Last Updated: July 6, 2007


 

U.S. Pork Producers Support the Peru FTA

·        The free trade agreement negotiated between the United States and Peru, when implemented, will create important new opportunities for U.S. pork producers. U.S. pork exports to Peru currently are restricted by duties as high as 25 percent.  However, the Peru Trade Promotion Agreement (PTPA), if implemented, will establish immediate tariff reductions on all pork products.  Some pork products will receive unlimited duty free access upon implementation of the agreement.  Tariffs on most pork items will be phased out within five years.  All pork tariffs will be completely phased out in ten years.

 

·        In addition to the favorable market access provisions, significant sanitary and technical issues have been resolved.  By a letter dated January 5, 2006 the Peruvian government confirmed that it shall recognize the meat inspection system of the United States as equivalent to its own meat inspection system.  The aggressive market access provisions coupled with the agreement on equivalence make the Peru agreement a state of the art agreement for pork producers to which all future FTAs will be compared.

  

·        Live hog prices are positively impacted by the introduction of new export markets.  Recent price strength in U.S. pork markets is directly related to increased U.S. pork exports.  Mexico continues to be a strong and growing export market for U.S. pork.  The same competitive advantage that has resulted in expanded U.S. pork exports to Mexico will also facilitate an expansion of U.S. pork exports to 28 million new consumers in Peru.

 

·        The most important impact of PTPA is the income growth that accompanies free trade.
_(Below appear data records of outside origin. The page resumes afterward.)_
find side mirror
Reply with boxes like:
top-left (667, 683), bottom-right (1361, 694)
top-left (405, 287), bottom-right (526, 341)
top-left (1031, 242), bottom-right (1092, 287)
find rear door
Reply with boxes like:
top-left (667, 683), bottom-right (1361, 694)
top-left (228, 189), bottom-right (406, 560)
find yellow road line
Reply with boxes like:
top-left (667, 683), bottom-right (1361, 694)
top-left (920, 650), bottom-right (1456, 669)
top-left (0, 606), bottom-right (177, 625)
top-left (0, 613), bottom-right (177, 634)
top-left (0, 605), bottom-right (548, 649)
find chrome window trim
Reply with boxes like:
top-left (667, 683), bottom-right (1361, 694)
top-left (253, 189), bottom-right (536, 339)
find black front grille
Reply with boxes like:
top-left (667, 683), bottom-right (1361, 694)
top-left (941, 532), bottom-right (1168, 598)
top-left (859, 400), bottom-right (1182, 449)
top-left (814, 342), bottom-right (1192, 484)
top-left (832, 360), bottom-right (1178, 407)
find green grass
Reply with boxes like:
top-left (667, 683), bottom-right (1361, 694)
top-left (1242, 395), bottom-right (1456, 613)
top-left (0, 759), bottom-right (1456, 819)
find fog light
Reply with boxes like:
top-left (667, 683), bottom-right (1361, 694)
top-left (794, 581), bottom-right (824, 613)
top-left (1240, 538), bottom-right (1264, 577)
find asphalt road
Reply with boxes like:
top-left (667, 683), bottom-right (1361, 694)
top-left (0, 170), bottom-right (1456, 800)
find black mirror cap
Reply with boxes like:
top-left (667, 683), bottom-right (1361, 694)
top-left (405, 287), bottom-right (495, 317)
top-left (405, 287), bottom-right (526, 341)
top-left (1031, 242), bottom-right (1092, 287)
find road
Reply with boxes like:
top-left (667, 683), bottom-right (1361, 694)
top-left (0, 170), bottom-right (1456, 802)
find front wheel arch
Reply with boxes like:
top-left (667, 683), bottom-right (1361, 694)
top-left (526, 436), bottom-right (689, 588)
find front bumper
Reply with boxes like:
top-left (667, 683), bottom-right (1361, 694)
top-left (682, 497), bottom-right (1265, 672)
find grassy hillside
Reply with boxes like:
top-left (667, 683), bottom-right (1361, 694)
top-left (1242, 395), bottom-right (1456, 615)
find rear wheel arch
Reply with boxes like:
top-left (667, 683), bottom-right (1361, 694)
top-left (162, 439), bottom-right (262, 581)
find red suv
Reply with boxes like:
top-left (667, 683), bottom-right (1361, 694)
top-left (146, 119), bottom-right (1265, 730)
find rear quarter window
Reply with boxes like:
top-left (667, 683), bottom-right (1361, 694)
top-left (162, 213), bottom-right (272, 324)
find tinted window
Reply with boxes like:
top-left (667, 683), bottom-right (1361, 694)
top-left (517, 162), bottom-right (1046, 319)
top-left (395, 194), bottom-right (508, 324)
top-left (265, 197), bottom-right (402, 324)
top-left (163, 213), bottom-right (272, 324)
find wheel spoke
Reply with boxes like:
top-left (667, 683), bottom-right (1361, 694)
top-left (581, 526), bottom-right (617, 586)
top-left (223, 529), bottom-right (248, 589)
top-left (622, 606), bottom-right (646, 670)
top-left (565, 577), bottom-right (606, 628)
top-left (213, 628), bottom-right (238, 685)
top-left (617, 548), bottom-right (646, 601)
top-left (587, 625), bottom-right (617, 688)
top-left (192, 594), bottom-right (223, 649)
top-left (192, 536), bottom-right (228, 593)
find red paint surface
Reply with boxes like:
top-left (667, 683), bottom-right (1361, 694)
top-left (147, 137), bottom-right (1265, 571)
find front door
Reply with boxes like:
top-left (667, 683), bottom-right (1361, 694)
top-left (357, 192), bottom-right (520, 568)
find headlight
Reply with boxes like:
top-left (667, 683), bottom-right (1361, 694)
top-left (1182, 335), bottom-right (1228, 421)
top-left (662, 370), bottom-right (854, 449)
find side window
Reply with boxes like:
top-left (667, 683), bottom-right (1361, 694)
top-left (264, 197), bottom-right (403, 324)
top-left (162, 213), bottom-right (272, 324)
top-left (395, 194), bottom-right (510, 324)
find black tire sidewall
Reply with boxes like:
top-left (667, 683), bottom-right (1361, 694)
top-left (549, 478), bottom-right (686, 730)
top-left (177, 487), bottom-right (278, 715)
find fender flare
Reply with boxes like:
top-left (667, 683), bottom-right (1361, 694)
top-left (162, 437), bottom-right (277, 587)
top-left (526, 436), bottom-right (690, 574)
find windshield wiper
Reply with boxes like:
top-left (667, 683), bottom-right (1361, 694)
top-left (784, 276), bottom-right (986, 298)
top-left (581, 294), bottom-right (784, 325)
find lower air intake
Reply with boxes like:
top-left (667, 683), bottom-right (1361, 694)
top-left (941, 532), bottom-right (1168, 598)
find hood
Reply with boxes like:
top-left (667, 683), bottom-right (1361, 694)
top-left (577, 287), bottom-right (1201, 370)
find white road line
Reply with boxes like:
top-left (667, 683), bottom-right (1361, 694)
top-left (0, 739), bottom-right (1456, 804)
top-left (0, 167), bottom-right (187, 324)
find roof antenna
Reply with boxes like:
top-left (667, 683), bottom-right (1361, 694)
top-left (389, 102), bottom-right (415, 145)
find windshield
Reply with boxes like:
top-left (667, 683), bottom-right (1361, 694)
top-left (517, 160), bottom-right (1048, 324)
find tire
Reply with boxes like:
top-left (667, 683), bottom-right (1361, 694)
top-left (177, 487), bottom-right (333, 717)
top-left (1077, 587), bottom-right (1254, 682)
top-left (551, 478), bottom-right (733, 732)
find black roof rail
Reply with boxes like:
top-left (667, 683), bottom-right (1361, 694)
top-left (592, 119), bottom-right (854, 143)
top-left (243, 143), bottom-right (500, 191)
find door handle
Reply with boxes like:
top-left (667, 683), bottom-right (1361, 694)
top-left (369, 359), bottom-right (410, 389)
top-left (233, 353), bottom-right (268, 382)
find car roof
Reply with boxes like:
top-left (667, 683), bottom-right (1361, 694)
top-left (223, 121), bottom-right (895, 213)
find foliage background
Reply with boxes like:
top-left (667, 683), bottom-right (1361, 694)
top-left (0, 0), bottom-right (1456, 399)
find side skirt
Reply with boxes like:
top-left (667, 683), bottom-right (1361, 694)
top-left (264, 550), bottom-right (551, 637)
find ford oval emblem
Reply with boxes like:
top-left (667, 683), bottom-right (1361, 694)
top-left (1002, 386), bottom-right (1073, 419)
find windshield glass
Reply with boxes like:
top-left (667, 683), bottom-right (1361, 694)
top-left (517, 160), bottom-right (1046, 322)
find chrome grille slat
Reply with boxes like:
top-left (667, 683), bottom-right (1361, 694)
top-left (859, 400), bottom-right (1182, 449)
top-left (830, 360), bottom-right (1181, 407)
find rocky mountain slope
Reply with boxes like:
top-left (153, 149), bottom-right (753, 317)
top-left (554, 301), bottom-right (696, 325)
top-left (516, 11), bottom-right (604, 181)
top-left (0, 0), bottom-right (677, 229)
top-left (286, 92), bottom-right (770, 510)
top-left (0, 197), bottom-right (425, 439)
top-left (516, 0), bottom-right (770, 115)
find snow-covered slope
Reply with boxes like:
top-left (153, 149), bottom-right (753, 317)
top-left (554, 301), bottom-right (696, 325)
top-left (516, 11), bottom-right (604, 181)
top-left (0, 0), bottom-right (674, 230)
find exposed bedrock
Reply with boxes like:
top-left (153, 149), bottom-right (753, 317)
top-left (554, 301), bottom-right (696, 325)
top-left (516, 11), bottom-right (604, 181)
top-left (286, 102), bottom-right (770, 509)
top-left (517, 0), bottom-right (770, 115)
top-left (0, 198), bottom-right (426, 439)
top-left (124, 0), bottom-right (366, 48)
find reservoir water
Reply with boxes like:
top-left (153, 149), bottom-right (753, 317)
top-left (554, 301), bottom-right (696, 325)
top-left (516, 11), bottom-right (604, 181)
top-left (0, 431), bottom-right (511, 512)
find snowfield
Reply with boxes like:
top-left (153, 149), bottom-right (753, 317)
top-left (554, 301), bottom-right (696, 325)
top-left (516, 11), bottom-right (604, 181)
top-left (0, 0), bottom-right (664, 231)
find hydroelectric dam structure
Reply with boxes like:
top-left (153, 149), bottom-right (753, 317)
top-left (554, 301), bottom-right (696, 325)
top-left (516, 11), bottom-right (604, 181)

Most consumers in Peru currently are at an income level that does not allow them to consume meat on a regular basis. Prosperity created by a free trade agreement will create millions of new customers for U.S. meat and other agricultural products.

 

·        According to Iowa State University economist Dermot Hayes, PTPA, when fully implemented, will cause hog prices to be 83 cents higher than would otherwise have been the case.  That means that the profits of the average U.S. pork producer will expand by 7 percent.

 

·        Congressional action is needed!  This agreement provides significant benefits for U.S. pork producers, which cannot be realized until the agreement is implemented.